Further judicial skepticism arose within the SEC vs. Payward Inc. (Kraken case), where Judge William Orrick cautioned the SEC against conflating crypto tokens with investment contracts. Orrick’s statement was particularly striking: “Orange groves aren’t any more securities than cryptocurrency tokens are,” he said.
Judge Orrick also warned the SEC to take care of a transparent distinction between the crypto asset itself and the sales of the asset. “The SEC needs to be careful going forward to take care of this distinction. To the extent it tries to argue that the person tokens that form the idea of transactions on Kraken are investment contracts, or are themselves securities, its argument cannot proceed.”
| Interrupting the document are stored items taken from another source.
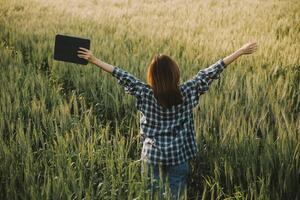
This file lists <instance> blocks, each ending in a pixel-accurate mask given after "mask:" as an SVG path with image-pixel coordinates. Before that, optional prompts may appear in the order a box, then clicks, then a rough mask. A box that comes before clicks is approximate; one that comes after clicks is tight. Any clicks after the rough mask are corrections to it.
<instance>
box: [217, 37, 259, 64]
mask: <svg viewBox="0 0 300 200" xmlns="http://www.w3.org/2000/svg"><path fill="white" fill-rule="evenodd" d="M256 49H257V44H256V42H249V43H247V44H245V45H243V46H242V47H241V48H240V49H238V50H237V51H235V52H233V53H232V54H230V55H229V56H227V57H226V58H224V59H223V61H224V63H225V65H229V64H230V63H232V62H233V61H234V60H236V59H237V58H238V57H240V56H241V55H246V54H251V53H253V52H255V51H256Z"/></svg>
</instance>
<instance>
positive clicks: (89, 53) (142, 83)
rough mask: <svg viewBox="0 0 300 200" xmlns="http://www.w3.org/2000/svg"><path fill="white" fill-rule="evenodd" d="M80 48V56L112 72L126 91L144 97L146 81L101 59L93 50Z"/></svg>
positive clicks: (79, 54)
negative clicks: (100, 59)
mask: <svg viewBox="0 0 300 200" xmlns="http://www.w3.org/2000/svg"><path fill="white" fill-rule="evenodd" d="M79 49H81V50H78V57H80V58H83V59H86V60H87V61H89V62H90V63H91V64H94V65H96V66H97V67H99V68H101V69H103V70H104V71H106V72H109V73H111V74H112V76H114V77H115V78H116V79H117V80H118V83H119V84H120V85H121V86H122V87H123V88H124V89H125V92H126V93H129V94H131V95H133V96H135V97H136V98H141V97H142V91H143V88H144V83H143V82H142V81H140V80H139V79H138V78H136V77H135V76H133V75H132V74H130V73H128V72H127V71H125V70H123V69H121V68H120V67H118V66H113V65H110V64H107V63H105V62H103V61H101V60H100V59H98V58H96V57H95V56H94V55H93V53H92V51H90V50H88V49H85V48H82V47H79Z"/></svg>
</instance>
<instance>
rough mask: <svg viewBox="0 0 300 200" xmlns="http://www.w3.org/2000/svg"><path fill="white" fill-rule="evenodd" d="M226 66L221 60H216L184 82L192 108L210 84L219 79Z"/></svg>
mask: <svg viewBox="0 0 300 200" xmlns="http://www.w3.org/2000/svg"><path fill="white" fill-rule="evenodd" d="M224 68H226V65H225V63H224V61H223V59H220V60H218V61H217V62H216V63H214V64H212V65H211V66H209V67H207V68H205V69H202V70H200V71H199V72H198V73H197V74H196V75H195V76H194V77H193V78H192V79H190V80H188V81H187V82H186V86H187V87H189V88H188V90H189V91H190V93H191V94H190V95H191V98H192V103H193V106H196V105H197V104H198V100H199V96H200V95H202V94H204V93H205V92H207V91H208V89H209V86H210V85H211V83H212V82H213V81H214V80H216V79H219V78H220V73H221V72H222V71H223V69H224Z"/></svg>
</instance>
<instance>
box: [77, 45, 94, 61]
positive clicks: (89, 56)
mask: <svg viewBox="0 0 300 200" xmlns="http://www.w3.org/2000/svg"><path fill="white" fill-rule="evenodd" d="M79 49H80V50H78V51H77V53H78V54H77V56H78V57H79V58H83V59H85V60H87V61H89V62H90V63H94V62H95V60H96V57H95V56H94V55H93V53H92V51H91V50H89V49H86V48H83V47H79Z"/></svg>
Morgan also referenced the SEC vs. Binance case, where Judge Ketanji Brown Jackson dismissed the SEC’s theory that a crypto token is the embodiment of an investment contract, clarifying that it could, under certain circumstances, be merely the topic of an investment contract.
“In SEC vs Binance Judge Jackson completely rejected the SEC’s embodiment theory that the crypto token is the embodiment of an investment contract somewhat than possibly in certain circumstances being the topic of an investment contract,” Morgan noted.
His critique culminates in a rhetorical query that challenges the SEC’s current regulatory framework: “What number of more judicial comments are needed of this type before the SEC jettisons the discredited embodiment theory or any forlorn hope the courts will ever regard the crypto asset itself as a security?”
Remarkably, it doesn’t appear to be enough thus far. In a highly controversial motion, the SEC sent a Wells notice to the NFT marketplace OpenSea on Wednesday, alleging that the NFTs traded on the platform might be classified as unregistered securities.
At press time, XRP traded at $0.5605.